The AUTH_ENABLED flag¶
Authentication is centrally toggled by a single setting:
| Value | Behaviour |
|---|---|
True (default) |
All /auth/* endpoints are active. require_auth rejects unauthenticated requests with 401. |
False |
require_auth returns an anonymous TokenPayload (user_id="anonymous").
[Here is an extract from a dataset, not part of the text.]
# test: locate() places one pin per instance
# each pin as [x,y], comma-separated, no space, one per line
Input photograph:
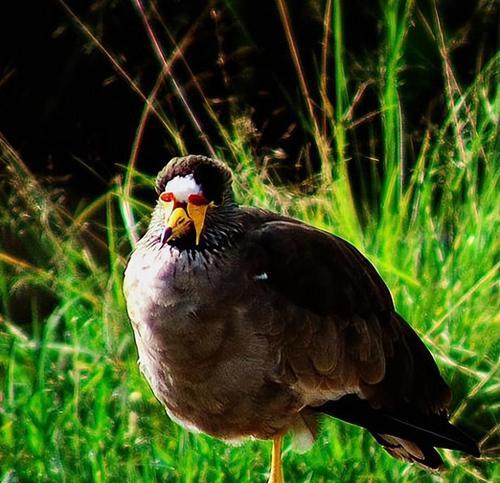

Intended only for local development against a non-production database. |
Never ship AUTH_ENABLED=false to any environment that holds real data.
Token shape¶
Every successful login response follows this shape:
{
"token": "eyJhbGciOiJFUzUxMiJ9...",
"token_type": "user",
"expires": "2026-04-05T12:30:00Z",
"requires_2fa": false
}
token— opaque to the caller, contains the signedTokenPayload.token_type— one ofuser,pre_auth(awaiting 2FA), orservice.expires— ISO-8601 UTC timestamp when the token stops being valid.requires_2fa— whentrue, the client must complete/auth/2fa/verifybefore calling any other endpoint.
Include the token in every subsequent request as:
See Sessions & Tokens for the full payload layout, refresh rules and blacklisting.
Dependencies in your routes¶
Pull the current user into any handler with require_auth:
from fastapi import APIRouter, Depends
from craft_easy.core.auth import require_auth, TokenPayload
router = APIRouter()
@router.get("/me")
async def me(user: TokenPayload = Depends(require_auth)):
return {"user_id": user.user_id, "tenant_id": user.tenant_id}
Use optional_auth when an endpoint should accept both anonymous and authenticated callers:
from craft_easy.core.auth import optional_auth
@router.get("/public-with-personalization")
async def page(user: TokenPayload | None = Depends(optional_auth)):
if user is None:
return {"personalized": False}
return {"personalized": True, "name": user.user_name}
Layered security¶
Authentication is layer 0. The subsequent layers are documented separately and all consume the same TokenPayload:
- Authentication (this section) — who are you?
- Scope guards — system/partner/tenant boundary.
- Feature guards — endpoint-level capabilities.
- Attribute access — field-level read/write.
Every page in this section links back to the concrete module under craft_easy/core/auth/, so you can always drill into the source when a configuration option is unclear.